I was reading a post on the tao of making money about poverty in the US. Apparently, lots of people in American who are under the poverty line for their household size have cars, air conditioning, tvs, and microwaves. I’m sure its always been the same – you could argue that you aren’t that poor if you have access to indoor plumbing, but most people in the developed world draw the line somewhat higher.
However, I’m digressing. One of the most interesting things about poverty is the difference in life expectancy between those in affluent areas and those in deprived areas. On average in the UK, it is about 10 years,with those in the most affluent areas having a life expectancy of about 82 years, and in the most deprived areas more like 72 years. In some segments of these deprived groups the picture is even worse, with men in Calton in Glasgow having a life expectancy of under 60 years – about the same as Bangladesh.

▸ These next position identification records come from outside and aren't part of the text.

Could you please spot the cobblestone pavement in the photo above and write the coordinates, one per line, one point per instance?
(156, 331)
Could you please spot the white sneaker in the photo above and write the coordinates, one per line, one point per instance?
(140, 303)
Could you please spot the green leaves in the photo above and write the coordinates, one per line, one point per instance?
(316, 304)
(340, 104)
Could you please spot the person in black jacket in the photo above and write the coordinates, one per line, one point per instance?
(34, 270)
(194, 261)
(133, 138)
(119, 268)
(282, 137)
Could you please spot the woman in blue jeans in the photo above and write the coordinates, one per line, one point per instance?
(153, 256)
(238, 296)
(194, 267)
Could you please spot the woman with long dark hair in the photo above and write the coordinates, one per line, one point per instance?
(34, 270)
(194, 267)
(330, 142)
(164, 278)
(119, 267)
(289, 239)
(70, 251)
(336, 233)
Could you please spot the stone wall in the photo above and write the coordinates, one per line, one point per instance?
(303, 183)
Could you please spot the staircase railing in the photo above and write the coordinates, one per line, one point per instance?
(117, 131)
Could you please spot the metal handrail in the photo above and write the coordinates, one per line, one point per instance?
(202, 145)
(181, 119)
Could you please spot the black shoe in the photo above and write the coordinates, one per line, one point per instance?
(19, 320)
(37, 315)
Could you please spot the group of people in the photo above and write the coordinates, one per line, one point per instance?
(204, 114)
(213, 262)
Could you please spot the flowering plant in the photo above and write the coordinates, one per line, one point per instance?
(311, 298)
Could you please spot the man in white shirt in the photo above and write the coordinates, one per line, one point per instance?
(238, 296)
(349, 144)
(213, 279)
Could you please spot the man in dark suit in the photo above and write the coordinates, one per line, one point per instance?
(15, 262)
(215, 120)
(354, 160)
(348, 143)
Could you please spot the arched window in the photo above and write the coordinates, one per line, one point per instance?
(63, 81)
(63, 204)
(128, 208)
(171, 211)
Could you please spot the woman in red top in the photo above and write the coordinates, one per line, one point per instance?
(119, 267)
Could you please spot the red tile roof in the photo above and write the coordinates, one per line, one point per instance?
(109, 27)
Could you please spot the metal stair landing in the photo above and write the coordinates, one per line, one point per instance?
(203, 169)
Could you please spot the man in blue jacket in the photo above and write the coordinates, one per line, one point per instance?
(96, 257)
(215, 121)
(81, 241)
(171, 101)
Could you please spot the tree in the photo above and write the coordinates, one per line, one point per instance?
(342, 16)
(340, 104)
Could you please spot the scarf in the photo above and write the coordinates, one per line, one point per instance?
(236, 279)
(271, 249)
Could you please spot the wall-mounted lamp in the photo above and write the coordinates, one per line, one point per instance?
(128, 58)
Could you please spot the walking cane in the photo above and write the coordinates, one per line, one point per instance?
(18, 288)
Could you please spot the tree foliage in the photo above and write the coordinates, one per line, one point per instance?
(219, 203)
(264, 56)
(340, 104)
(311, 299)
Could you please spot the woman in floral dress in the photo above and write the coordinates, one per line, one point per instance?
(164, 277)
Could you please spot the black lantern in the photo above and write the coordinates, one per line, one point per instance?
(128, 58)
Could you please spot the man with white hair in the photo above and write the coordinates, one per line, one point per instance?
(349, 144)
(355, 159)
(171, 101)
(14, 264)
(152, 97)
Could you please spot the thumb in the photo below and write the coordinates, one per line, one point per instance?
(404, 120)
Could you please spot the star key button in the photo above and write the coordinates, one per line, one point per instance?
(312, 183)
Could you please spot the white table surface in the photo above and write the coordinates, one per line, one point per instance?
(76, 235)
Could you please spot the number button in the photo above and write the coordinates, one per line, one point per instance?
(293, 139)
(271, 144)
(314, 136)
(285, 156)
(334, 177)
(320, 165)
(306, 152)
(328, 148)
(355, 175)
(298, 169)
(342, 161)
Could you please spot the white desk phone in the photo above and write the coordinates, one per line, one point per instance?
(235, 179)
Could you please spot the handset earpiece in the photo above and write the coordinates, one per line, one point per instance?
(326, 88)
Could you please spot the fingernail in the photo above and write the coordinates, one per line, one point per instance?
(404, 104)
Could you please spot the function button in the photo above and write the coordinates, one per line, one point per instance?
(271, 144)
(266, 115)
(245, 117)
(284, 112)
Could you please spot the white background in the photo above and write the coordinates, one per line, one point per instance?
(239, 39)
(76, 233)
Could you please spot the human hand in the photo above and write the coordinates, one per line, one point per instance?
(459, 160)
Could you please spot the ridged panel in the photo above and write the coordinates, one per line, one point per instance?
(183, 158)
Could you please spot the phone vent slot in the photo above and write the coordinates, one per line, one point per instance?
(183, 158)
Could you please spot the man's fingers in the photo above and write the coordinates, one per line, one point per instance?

This isn’t due to unaffordable healthcare. We have, pretty much, a free universal healthcare system. The direct reasons that more deprived populations have lower life expectancies is related to poor lifestyle choices that are made (on average), but I think there are deeper root causes at work.
Life expectancy seems to me to be a reasonable proxy for the level of poverty experienced in a country. So whilst the poor in the developed world may enjoy tv as much as the wealthy, they don’t get to do so for as long. Money seems to literally buy time.